Five things to say about Shanghai

communist_star_and_buildings_reaching_sh copyThis is a Communist star now tucked between monuments to capital.

It was taken from a speeding taxi and I was pleased that I lined it up.  The chances of persuading the driver to go back around for another photo, well, these were not strong.   The Chinese will suffer many things.  Idiots are not one of them.

Five things struck me yesterday.

First, an ad for Nike that stands at least 35 stories high.  I didn’t recognize the basketball player featured, but he is fearsome, and, um, really tall.  The future of marketing has already created an outpost, a staging area, here.  (Yes, I know that this is probably the work of Weiden Kennedy.  But they created this ad in Shanghai.)

Second, innovative architecture of which these examples are not by any means the most remarkable.  The future of architecture has created an outpost here too.  Some of the stuff here made me goggle with admiration.  (I guess if I were better informed, I would have understood that Shanghai has become a show case, but I am not sure this is widely known.  This is one of the ways the future can sneak up on you.)

Third, Shanghai is a capital of capital.  It’s China’s capital of capital.  It can’t be very long before it is the capital of capital, eclipsing even New York and London.

Fourth, I am wondering when China will so establish itself as a culture center that we will quite like the idea of buying brands that include or consist of Chinese characters.   (I am there already.)  When will Chineseness becomes a mark of sophistication, power, connection, or all three?  Certainly in my lifetime, unless I am struck and killed by a Shanghai motorist.   When does Shanghai become the new  Rome?  When do I return as a bumpkin from the provinces?

Five, none of this comes to pass unless China masters openness.  And this week, there were troubling developments on this front.  The state declared that it would make itself sole source for information about China, that it would be Reuters with a monopoly on news, that foreign journalists would no longer be able to collect data.

Observers, Western and Chinese, rubbed their eyes with astonishment and declared that, among other things, the capital markets would up and leave.  Cooler heads prevailed, and Premier Wen Jiabao insisted yesterday that China’s open policy would remain unchanged.  Still, this little misadventure in communications tells us that there some do not fully grasp the nature of the enterprise and the secret of dynamism.

Talk about a critical path.  If dynamism is allowed to flourish, one future, a Chinese future, awaits the species.   Another, nonChinese future emerges if that long standing Chinese feeling for control asserts itself.  It is one of those “power comes to those who let go” paradoxes.  My guess is that the instinct for control is largely in remission.  You don’t get this far down the road unless you are deeply committed to letting things rip.

5 thoughts on “Five things to say about Shanghai

  1. Peter

    Grant —

    On point 2 (innovative architecture): The commercial architecture of Tokyo and Seoul and Hong Kong is very innovative (relative to that in the West), and has been so for maybe 30 years. Even provincial Japanese cities have modern office buildings which would shock most Britons. Although I’ve not seen Shanghai recently, I suspect its modern architecture continues this tradition of East Asian innovation, rather than striking out on its own.

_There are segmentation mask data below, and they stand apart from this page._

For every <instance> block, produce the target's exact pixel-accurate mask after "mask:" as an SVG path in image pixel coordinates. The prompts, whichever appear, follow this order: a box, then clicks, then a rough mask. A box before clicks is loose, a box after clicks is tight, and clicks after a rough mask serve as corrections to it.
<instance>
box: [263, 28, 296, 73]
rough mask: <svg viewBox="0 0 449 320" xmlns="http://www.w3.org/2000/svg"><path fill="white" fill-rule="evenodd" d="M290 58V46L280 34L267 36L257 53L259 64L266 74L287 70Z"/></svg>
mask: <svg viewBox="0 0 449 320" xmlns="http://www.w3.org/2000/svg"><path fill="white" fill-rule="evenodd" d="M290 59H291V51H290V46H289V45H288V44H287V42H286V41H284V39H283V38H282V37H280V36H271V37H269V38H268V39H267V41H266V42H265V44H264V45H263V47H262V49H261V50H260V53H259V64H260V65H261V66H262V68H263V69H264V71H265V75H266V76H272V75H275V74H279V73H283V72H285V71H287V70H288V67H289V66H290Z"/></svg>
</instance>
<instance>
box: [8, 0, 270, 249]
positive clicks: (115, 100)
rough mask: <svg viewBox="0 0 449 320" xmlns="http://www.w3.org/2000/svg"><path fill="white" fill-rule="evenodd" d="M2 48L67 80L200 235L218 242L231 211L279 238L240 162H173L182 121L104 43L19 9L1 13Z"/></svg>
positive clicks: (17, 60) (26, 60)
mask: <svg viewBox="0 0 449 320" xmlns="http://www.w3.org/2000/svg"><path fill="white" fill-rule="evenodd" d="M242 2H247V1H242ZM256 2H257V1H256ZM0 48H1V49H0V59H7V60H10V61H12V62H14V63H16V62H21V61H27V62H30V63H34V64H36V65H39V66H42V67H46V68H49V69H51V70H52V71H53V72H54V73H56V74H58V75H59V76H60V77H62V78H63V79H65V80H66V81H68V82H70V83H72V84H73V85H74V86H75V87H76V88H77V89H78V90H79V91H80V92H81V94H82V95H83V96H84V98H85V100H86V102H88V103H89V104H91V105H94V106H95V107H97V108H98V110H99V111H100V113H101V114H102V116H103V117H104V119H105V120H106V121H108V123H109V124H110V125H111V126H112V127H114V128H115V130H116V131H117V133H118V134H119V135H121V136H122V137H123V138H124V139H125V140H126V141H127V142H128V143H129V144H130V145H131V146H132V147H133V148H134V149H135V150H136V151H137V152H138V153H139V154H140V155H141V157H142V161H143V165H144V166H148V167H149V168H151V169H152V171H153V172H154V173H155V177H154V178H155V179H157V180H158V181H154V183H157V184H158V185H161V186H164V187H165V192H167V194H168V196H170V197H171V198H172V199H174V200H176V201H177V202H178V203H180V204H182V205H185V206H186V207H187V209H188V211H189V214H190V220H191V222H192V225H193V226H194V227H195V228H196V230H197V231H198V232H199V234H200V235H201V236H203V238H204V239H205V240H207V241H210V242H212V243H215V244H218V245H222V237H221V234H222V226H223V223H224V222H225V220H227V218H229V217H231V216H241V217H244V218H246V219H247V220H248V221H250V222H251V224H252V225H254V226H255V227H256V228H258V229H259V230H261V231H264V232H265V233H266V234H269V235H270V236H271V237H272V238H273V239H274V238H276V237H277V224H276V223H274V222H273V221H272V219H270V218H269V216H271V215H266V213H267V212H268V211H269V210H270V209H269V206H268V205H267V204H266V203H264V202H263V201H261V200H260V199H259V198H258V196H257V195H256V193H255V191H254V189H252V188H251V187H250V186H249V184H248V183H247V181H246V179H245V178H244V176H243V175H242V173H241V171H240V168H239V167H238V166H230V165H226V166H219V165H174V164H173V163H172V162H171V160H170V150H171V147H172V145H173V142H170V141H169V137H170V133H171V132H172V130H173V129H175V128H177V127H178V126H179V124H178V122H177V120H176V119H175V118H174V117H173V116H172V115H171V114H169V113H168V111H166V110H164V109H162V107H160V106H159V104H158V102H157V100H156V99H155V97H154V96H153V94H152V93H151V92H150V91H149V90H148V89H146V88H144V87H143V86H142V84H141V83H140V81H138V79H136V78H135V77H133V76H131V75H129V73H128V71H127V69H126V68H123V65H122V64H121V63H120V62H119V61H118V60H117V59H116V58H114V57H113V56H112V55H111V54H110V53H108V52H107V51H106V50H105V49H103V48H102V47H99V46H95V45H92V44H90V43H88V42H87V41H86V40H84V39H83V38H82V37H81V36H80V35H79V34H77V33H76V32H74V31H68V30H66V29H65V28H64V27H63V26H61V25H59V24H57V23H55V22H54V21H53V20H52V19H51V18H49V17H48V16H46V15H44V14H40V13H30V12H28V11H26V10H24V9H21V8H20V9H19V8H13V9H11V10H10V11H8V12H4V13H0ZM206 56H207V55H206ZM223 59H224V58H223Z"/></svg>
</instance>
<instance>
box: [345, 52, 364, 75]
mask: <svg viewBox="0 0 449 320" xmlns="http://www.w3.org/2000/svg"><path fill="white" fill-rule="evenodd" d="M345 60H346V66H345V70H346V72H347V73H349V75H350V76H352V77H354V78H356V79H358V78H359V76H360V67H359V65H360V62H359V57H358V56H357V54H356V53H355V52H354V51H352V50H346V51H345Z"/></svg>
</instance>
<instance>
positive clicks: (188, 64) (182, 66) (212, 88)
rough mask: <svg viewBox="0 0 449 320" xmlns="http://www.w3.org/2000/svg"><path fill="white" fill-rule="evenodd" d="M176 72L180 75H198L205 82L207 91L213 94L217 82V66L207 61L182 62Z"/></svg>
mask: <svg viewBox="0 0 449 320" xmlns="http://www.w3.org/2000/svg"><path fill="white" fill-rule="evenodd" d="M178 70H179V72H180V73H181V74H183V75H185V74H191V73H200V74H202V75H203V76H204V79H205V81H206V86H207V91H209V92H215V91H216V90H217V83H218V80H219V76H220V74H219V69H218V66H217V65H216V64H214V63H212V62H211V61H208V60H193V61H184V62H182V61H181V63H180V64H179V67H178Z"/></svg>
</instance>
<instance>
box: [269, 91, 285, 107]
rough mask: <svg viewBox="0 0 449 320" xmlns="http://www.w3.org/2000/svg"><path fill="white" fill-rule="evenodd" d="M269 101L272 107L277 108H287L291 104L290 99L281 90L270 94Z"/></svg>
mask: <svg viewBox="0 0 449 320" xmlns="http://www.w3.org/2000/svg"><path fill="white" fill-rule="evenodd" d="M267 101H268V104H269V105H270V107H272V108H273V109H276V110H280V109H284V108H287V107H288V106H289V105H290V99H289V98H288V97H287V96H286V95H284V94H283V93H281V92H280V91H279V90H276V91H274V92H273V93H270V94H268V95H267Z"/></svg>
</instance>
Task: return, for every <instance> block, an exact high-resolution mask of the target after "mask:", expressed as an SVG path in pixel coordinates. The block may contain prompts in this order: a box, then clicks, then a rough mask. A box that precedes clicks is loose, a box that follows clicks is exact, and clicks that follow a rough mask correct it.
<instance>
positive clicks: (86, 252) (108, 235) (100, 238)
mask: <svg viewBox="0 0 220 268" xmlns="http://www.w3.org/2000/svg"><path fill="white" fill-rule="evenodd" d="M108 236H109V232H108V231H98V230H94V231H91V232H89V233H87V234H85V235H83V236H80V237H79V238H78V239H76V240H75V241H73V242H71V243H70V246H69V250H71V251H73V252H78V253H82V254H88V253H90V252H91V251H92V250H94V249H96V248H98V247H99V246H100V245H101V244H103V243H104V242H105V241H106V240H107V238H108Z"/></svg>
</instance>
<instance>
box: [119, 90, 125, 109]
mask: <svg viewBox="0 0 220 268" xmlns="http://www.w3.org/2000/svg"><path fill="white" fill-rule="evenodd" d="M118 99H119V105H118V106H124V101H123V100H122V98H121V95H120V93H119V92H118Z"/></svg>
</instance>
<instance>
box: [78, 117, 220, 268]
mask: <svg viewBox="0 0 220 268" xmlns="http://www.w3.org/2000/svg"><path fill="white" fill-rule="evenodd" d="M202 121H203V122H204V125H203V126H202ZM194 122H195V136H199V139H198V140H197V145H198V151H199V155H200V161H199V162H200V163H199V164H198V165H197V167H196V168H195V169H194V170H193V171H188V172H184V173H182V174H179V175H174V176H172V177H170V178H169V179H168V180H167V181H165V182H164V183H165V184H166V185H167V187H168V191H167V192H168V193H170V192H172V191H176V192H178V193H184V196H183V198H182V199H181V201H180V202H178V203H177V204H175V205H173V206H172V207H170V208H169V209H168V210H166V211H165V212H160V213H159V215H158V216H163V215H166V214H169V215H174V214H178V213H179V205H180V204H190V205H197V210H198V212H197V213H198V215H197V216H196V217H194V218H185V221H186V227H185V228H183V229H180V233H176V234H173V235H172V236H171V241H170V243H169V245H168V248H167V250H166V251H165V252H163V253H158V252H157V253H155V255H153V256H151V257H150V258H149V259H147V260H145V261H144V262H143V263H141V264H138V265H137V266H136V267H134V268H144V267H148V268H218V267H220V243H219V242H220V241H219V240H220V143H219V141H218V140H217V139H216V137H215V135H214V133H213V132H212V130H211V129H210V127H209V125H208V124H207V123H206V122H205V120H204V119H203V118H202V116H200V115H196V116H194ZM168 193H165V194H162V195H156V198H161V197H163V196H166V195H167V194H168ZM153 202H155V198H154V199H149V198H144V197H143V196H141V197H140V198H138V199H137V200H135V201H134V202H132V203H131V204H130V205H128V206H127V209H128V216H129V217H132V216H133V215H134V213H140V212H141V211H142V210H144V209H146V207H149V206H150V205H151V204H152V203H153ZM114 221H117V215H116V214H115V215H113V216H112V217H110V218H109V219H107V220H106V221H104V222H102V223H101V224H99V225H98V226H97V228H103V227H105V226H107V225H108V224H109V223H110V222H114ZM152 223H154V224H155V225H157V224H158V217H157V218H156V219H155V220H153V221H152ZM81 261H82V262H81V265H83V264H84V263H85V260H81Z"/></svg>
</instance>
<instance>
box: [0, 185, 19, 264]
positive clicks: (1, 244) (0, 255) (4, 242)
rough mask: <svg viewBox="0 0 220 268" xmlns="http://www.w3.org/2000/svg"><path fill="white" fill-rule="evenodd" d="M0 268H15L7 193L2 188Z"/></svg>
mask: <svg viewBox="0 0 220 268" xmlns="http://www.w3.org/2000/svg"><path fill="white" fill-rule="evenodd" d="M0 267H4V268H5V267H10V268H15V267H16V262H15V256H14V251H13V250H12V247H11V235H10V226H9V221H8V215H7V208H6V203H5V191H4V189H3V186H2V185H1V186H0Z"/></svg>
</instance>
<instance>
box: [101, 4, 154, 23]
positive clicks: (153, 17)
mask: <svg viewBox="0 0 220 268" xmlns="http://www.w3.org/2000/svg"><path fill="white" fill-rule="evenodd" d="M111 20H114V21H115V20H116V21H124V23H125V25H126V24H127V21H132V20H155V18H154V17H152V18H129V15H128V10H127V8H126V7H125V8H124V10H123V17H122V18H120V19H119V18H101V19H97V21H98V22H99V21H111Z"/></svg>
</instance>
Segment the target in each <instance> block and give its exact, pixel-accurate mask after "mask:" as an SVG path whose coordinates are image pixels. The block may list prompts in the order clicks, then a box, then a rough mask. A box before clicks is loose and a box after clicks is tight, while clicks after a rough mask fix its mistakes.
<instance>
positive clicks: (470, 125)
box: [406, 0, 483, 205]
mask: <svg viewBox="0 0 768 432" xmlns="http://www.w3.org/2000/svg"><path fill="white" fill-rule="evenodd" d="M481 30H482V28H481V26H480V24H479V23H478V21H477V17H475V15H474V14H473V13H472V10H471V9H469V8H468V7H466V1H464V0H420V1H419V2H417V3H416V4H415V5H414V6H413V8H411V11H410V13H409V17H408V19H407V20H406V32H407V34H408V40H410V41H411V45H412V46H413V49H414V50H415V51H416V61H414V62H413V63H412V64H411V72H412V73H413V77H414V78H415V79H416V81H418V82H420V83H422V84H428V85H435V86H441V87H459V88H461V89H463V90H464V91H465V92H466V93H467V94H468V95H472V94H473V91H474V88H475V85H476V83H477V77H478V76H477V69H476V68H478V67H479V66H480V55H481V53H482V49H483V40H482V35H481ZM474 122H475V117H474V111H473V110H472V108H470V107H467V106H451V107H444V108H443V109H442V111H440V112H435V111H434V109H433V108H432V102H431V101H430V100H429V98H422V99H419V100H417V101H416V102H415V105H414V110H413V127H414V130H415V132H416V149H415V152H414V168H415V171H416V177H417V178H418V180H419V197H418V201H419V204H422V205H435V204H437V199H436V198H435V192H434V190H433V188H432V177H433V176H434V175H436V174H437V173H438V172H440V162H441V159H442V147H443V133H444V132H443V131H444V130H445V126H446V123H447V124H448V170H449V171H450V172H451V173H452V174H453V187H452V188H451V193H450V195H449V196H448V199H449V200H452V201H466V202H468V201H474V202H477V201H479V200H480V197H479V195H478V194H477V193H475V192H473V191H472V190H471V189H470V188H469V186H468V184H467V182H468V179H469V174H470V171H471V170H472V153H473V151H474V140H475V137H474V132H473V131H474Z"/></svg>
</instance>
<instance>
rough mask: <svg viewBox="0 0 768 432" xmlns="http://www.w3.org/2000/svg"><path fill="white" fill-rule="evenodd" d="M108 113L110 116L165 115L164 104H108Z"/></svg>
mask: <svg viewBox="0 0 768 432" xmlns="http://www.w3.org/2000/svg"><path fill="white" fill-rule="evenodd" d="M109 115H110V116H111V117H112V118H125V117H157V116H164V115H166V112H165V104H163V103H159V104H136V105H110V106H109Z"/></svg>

    On point 4 (Chinese brands attracting westerners): About 4 years ago, I saw my first cinema advert in Britain entirely in a foreign language — a Japanese advert for playstations, in which the Japanese actors spoke Japanese, for which there was neither English-language sub-titling nor dubbing. For the playstation target audience, I believe Japanese brands are already attractors. So, I don’t think it’s a large stretch to imagine Chinese brands and Chinese language characters attracting westerners similarly.

  2. Lance Knobel

    Interesting observations, as always. But I’m not sure about your point 3, on capital. Britain long ago ceased to be a keystone economy, but if anything London’s dominance as the hub of international capital has increased in the last 20 years. Britain’s economic significance will continue to decline, and China’s will increase, but that’s not what creates the concentration of expertise that international capital markets demand.

    In the mid-90s there was a lot of speculation that Finanzplatz Deutschland (Frankfurt) would assume London’s mantle, particularly with the arrival of the euro. It didn’t happen. No one who can choose wants to live in Frankfurt.

    The global financial institutions can be based anywhere thanks to modern communications. London seems to be a place they like to be.

  3. Fredrik

    Hi Grant,

    In case you didn’t know, the picture above shows the Portman Ritz Carlton hotel in Shanghai (building to the left) which I am ironically inside of on the 36th floor when I’m writing this message. The older building closer to the camera is a museum built by the Russians.

    I am here in China working on the same project you came to here for and am actually waiting to get the topline findings from your interviews from the company that hired you (no names mentioned). I’m really looking forward to it.

    Judging by your previous posts, Shanghai seems to have made quite an impression on you. It’s a vibrant and dynamic place indeed.